*’Sudanese lessons for Nigeria on terror’
Sudan Ambassador, Dr. Tagelsir Mahgoub Ali, speaks on the lessons for Nigeria from his country’s insurgency
By Victoria Ojeme
I will like to know the role of Sudan in the arrest of the Nyanya bomb blast suspect?
Sudan learnt from Nigeria that one of the people involved in the explosions was in Sudan. So the security personnel in Sudan started the search for the suspect and arrested him. Arrangements are on, through the Interpol, to hand the suspect over to Nigeria.
What are the steps Sudan is taking to make sure insurgents in Nigeria don’t flee to Sudan?
In the embassy, whoever comes for visa, we do necessary checks through our security department to make sure they don’t have connection with terrorist organisations. In Sudan, the African Islamic University is an international institution with students from all over the world studying there; we never had such incidence before where a student was involved in terror.
The suspect apparently sneaked into the country because we checked and found that he didn’t go through this embassy. We learnt that he has a British passport and he might have used the passport to sneak into Sudan.
Our security people were very alert when they got the informationfrom Nigeria; they immediately took action and I think that is very important to show Nigeria that we will not allow such “person to walk free in Sudan.
What is Sudan doing to ensure such thing doesn’t happen again?
We check visa application forms here. If applicants claim to be going to Sudan for studies, we make sure they get admission from the university first and while they are there the university checks to make sure they don’t get involved in terror activities.
How is Sudan collaborating on terror intelligence with Nigeria?
Well, this is between the intelligence organisations of both countries, they have been talking to each other. I am sure they are planning to meet to see ways they can put an end to terror.
Let me take you back to Sudan. South Sudan gained independence two years ago. There was a report where Sudan president said South Sudan might come back to join Sudan. How true is that statement?
Despite the fact that South Sudan was granted self determination, we still feel that there are some common things we share. There are many Sudanese people in the South and there are so many people from the South in Sudan.
Therefore, the President said we look forward to these people coming back for reunion and the reunion can take different shapes; it could be one government, it could be a confederal setting whereby there are two states under one architecture;
we think that is quite possible and we look forward to the southerners sorting out their problems because the stability of the South means the stability of Sudan and of course these problems can easily affect the countries around them; that is why we appeal to the people to intervene in the situation in the South so that people can come back to their senses and start rebuilding their country.
We hope this recent arrangement made by the Panel of Eminent Persons in Addis-Ababa to patch the relationships between Sudan and the government of South Sudan, in which they identified areas whereby some sort of strategic relationship can take place because we have got about 10 border states, can play a role in stabilizing the North and South and creating economic and social relationships, etc; it is very difficult to break those ties.

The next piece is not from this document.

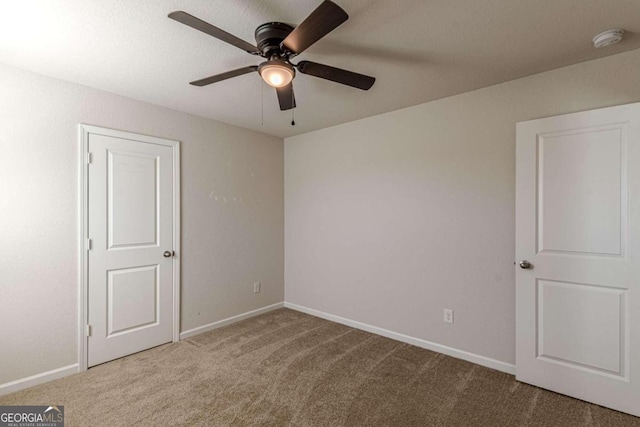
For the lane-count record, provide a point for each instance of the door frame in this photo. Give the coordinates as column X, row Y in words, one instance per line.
column 84, row 131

If you go to the Southern Sudan channel, you will find them speaking Arabic. That shows the depth of the relationship between the North and South and that’s why we feel that there may come a time when these people will want to re establish the relationship between Sudan and the government of South Sudan with a new sort of step up that can really help the two countries work together.
Do you see the South Sudanese President handling the crises in a better way?
What we are saying is that everybody is looking for a way where things could be handled well to stop all the conflicts going on in the South. Nigeria sent a delegation there, Sudan itself was there with the President trying to find a way to bring the people to some sort of reconciliation so that the South can think more in terms of development rather than raging conflicts.
Do you see the independence of South Sudan as coming too early?
That is their choice, you can’t decide whether it is early or not but we were against their choice at the beginning; we felt that unity was the key. It came out in the agreement between the North and the South; the option for unity, making unity attractive so that people can live together and stay in one country but that was a choice through referendum. But we said there may be so many problems if they went that way, but then that is their choice.
Let me bring you back to Nigeria. What will you tell the Federal Government on its handling of the Boko Haram insurgency?
We have gone through this in Sudan. For instance, we have had so many insurgencies; some are still going on. We did our best until we finally brought people to the negotiating table. That is what is solving the problem of South Sudan and the problem of Darfur. Negotiations are taking place in Addis Ababa; we are trying to resort to direct negotiations so that we can resolve outstanding problems.
Violence brings more violence because the more you become violence, the more you record violence. We hope that Nigeria will soon get over its insurgency because it is Nigerian citizens, those girls who have been abducted, people who died due to explosions that are paying the price.
How can people get to the root causes of the problem because sometimes if you judge from the symptoms, you will not solve the problem? You will need to go to the depth of the problem, what are the causes?
We have learnt that jumping to conclusions will not solve the problem, and don’t jump to alternatives and contingent actions. Look at preventive measures and the real causes and not the symptoms because, if you solve the problem in the wrong way, you will definitely encourage it to go on.